Комиссар пожал плечами и ответил столь же мимолетной и смутной улыбкой.
– Это вас пусть не тревожит.
– Если так, комиссар, то для чего вы мне все это говорите?
– Предостерегаю вас. Я вовсе не собираюсь с вами разделываться, а потому предупреждаю в первый и последний раз. Вам предстоит участвовать в крайне щекотливом деле, и вы легко можете допустить ошибку. Вот я и предупреждаю вас, чтобы вы ее не допускали. – Тут на его губах появилась несомненная улыбка.
Бейли на нее не ответил.
– Вы не могли бы объяснить мне, в чем заключается это весьма щекотливое дело?
– Это мне неизвестно.
– Оно связано с Авророй?
– Р. Джеронимо приказали в случае необходимости сказать вам это, но сам я ничего не знаю.
– В гаком случае почему вы считаете его щекотливым?

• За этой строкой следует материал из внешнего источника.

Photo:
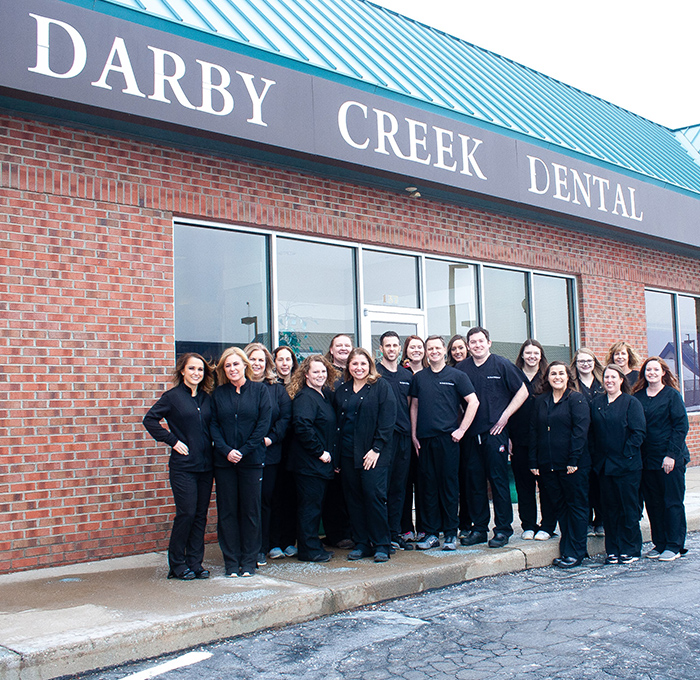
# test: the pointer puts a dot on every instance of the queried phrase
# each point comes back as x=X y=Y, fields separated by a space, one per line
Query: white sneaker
x=668 y=556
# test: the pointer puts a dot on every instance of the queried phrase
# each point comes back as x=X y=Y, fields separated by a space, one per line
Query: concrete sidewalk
x=66 y=620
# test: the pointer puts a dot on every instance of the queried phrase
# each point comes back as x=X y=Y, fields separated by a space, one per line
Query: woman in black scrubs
x=366 y=415
x=283 y=525
x=559 y=458
x=263 y=366
x=589 y=372
x=241 y=421
x=618 y=427
x=312 y=450
x=187 y=410
x=623 y=355
x=532 y=362
x=665 y=456
x=456 y=350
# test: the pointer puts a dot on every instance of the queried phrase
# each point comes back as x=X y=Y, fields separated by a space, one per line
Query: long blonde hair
x=298 y=379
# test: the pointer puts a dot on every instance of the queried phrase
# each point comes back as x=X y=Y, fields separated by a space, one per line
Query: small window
x=316 y=294
x=221 y=290
x=451 y=297
x=390 y=280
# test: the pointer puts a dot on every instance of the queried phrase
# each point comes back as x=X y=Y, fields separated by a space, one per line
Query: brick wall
x=86 y=292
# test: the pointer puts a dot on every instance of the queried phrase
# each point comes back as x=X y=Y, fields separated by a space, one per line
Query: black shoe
x=473 y=537
x=186 y=575
x=569 y=562
x=498 y=541
x=402 y=543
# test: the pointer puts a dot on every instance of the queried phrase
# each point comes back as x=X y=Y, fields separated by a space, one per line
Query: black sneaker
x=498 y=541
x=473 y=537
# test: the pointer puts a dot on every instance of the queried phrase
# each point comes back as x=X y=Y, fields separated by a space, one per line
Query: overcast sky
x=640 y=55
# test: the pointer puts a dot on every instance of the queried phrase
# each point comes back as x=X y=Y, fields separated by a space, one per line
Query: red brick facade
x=86 y=294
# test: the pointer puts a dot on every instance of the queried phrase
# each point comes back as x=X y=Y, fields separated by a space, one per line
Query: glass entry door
x=374 y=323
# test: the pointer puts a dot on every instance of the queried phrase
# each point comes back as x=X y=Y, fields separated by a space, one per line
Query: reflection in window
x=221 y=293
x=660 y=327
x=390 y=279
x=451 y=297
x=316 y=294
x=553 y=327
x=506 y=310
x=689 y=320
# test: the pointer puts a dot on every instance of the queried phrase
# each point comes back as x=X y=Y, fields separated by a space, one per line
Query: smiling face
x=558 y=378
x=532 y=356
x=415 y=351
x=257 y=363
x=234 y=368
x=391 y=348
x=612 y=381
x=193 y=373
x=585 y=364
x=479 y=346
x=339 y=350
x=458 y=351
x=317 y=375
x=436 y=351
x=283 y=363
x=653 y=373
x=358 y=367
x=621 y=358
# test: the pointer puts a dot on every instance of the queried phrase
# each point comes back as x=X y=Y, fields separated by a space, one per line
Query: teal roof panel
x=383 y=49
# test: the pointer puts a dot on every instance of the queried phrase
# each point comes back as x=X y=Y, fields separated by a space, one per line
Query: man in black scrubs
x=437 y=424
x=400 y=380
x=501 y=391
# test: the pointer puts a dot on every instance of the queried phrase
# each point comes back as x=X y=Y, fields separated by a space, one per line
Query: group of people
x=377 y=457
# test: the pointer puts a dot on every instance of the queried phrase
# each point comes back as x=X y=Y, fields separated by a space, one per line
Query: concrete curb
x=68 y=620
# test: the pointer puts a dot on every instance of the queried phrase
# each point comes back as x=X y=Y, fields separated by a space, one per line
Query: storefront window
x=689 y=320
x=390 y=279
x=553 y=318
x=660 y=327
x=221 y=290
x=451 y=297
x=506 y=310
x=316 y=294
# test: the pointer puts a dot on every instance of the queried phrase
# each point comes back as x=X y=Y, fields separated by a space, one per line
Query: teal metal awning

– Послушайте, Бейли, разгадывать загадки – ваша специальность. Для чего бы представитель Земного департамента юстиции лично прибыл в наш Город, а не вызвал вас в Вашингтон, как два года назад в связи с инцидентом на Солярии? И почему этот представитель хмурится, раздражается и проявляет все прочие признаки нетерпения, когда вас не удается разыскать немедленно? Вы постарались, чтобы вас было трудно найти, серьезная ошибка, за которую я никакой ответственности не несу. Сама по себе она, возможно, и не роковая, но, сдается мне, начинаете вы скверно.
– А вы задерживаете меня еще дольше, – хмуро буркнул Бейли.